GCC 3.3.2 and STL
Tuesday, July 6th, 2004Whew! I've gotten a few very difficult memory issues taken care of in an app I'm working on. Interestingly enough, the points boil down to a few things:
- don't use mutexs in destructors if possible - this one got me on a few occasions
- delete pointers in maps obviously - and don't try to set the value part of the map to NULL after the delete. Use a while loop on the map's empty() method to get all the front() elements in the map.
Before I made sure of these few things I had lots of unusual and hard to pin down memory problems. Now that I've implemented these in all the classes of my app, things are running much smoother now.
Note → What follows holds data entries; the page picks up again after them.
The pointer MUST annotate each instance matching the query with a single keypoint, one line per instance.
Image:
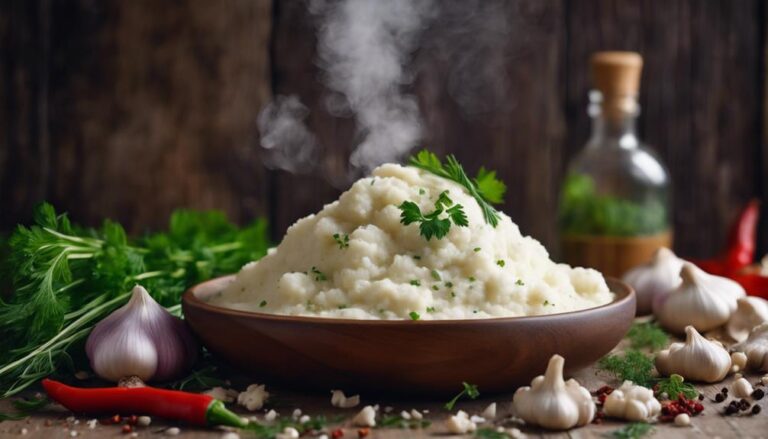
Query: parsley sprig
(431, 224)
(469, 390)
(485, 188)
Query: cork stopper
(617, 76)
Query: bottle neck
(613, 124)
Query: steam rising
(364, 48)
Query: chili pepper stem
(218, 414)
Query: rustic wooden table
(56, 422)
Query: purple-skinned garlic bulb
(142, 340)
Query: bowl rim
(625, 294)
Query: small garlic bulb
(756, 348)
(657, 277)
(750, 312)
(553, 403)
(698, 359)
(141, 339)
(703, 301)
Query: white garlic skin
(750, 312)
(631, 402)
(702, 300)
(657, 277)
(553, 403)
(698, 359)
(756, 348)
(141, 339)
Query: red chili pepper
(194, 408)
(740, 250)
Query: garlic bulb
(657, 277)
(553, 403)
(756, 348)
(141, 339)
(750, 312)
(698, 359)
(702, 300)
(631, 402)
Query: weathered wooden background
(130, 109)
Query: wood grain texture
(148, 111)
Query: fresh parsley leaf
(647, 335)
(431, 224)
(491, 188)
(634, 366)
(469, 390)
(452, 170)
(674, 386)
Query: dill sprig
(485, 188)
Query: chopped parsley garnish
(469, 390)
(341, 240)
(319, 275)
(485, 188)
(431, 224)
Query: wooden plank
(148, 111)
(698, 108)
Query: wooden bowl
(418, 358)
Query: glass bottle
(615, 202)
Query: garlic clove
(750, 312)
(702, 300)
(553, 403)
(656, 278)
(698, 359)
(141, 339)
(756, 348)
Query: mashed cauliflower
(386, 270)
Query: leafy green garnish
(431, 224)
(397, 421)
(633, 365)
(634, 430)
(67, 278)
(674, 386)
(341, 240)
(470, 390)
(647, 335)
(485, 188)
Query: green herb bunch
(485, 188)
(66, 278)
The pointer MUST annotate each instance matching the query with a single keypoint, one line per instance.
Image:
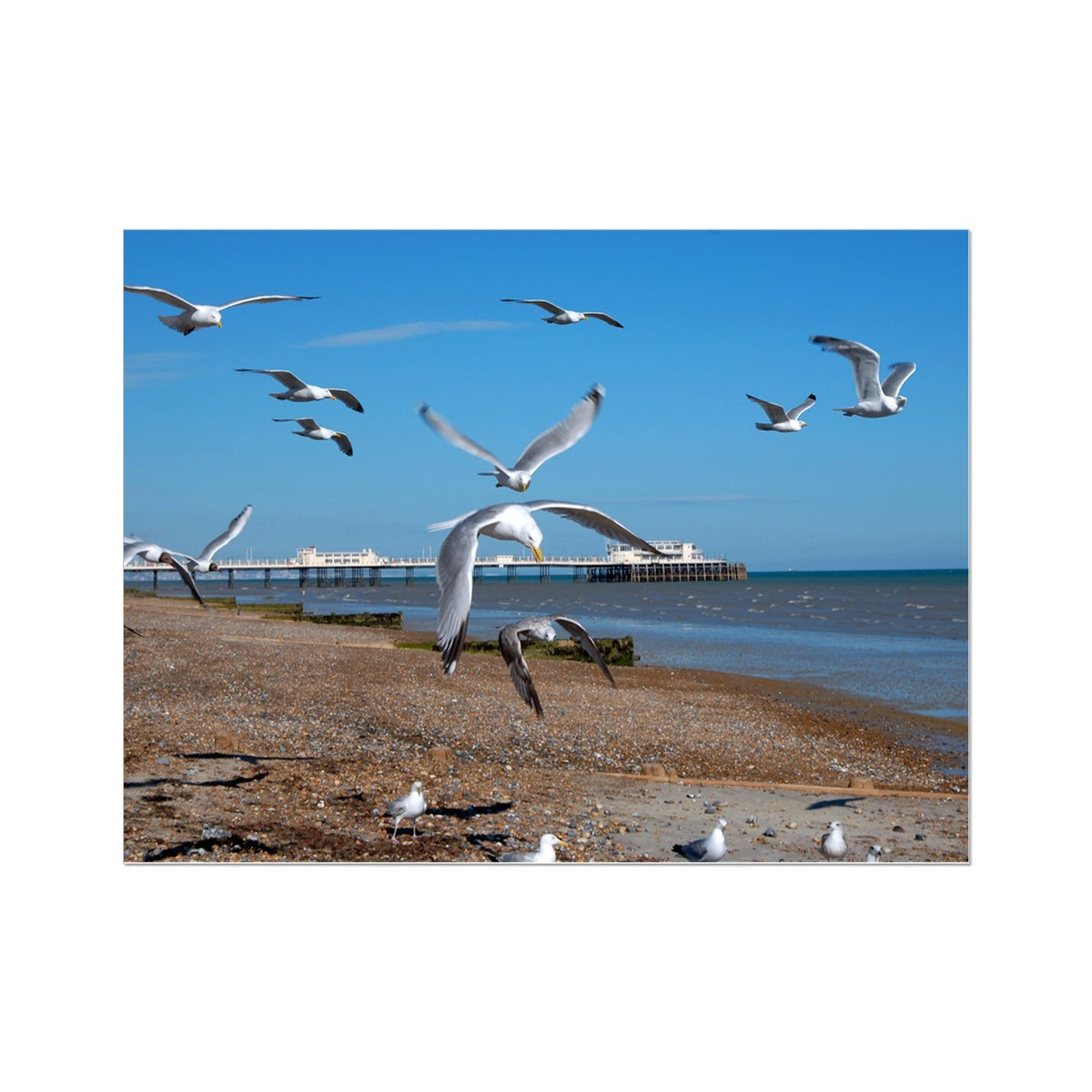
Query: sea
(900, 637)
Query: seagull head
(533, 541)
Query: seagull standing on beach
(513, 639)
(780, 420)
(454, 563)
(552, 441)
(874, 399)
(298, 391)
(705, 849)
(410, 806)
(544, 855)
(157, 555)
(314, 430)
(560, 317)
(203, 561)
(833, 845)
(199, 316)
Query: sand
(249, 740)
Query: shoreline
(284, 740)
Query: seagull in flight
(552, 441)
(560, 317)
(544, 855)
(708, 849)
(874, 399)
(298, 391)
(199, 316)
(516, 637)
(157, 555)
(312, 430)
(409, 807)
(454, 563)
(203, 561)
(780, 420)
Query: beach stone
(441, 756)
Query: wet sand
(270, 741)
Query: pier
(408, 571)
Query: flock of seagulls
(875, 399)
(188, 567)
(511, 522)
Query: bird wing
(587, 643)
(605, 318)
(563, 435)
(282, 377)
(774, 412)
(512, 651)
(260, 299)
(349, 399)
(222, 540)
(453, 436)
(594, 520)
(454, 576)
(545, 304)
(162, 295)
(796, 410)
(900, 372)
(186, 574)
(865, 360)
(130, 547)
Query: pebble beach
(255, 740)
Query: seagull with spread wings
(199, 316)
(780, 420)
(454, 563)
(298, 391)
(514, 638)
(874, 399)
(310, 429)
(551, 442)
(560, 317)
(203, 561)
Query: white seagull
(157, 555)
(874, 399)
(705, 849)
(833, 844)
(203, 561)
(298, 391)
(544, 855)
(516, 637)
(560, 317)
(199, 316)
(552, 441)
(454, 565)
(410, 806)
(780, 420)
(312, 430)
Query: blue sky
(416, 316)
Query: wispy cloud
(714, 500)
(404, 331)
(146, 369)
You'd think that the following is a valid way to build a destructor:
std::map<int, char*> mMap; Egg::~Egg() { std::map<int, char*>::iterator i; for (i = mMap.begin(); i != mMap.end(); ++i) { if (i->second != NULL) { delete i->second; i->second = NULL; } } mMap.clear(); }
Oh, but you'd be wrong. The problem seems to be in the setting of the NULL into the value part of the map after the (char*) has been deleted. The way to get this to properly run in GCC 3.3.2 on Solaris 8 is to frame the destructor a little differently:
std::map<int, char*> mMap; Egg::~Egg() { std::map<int, char*>::iterator i; while (!mMap.empty()) { i = mMap.front(); if (i->second != NULL) { delete i->second; } mMap.erase(i); } }
Guess there's a good way and a not so good way to do STL things in GCC.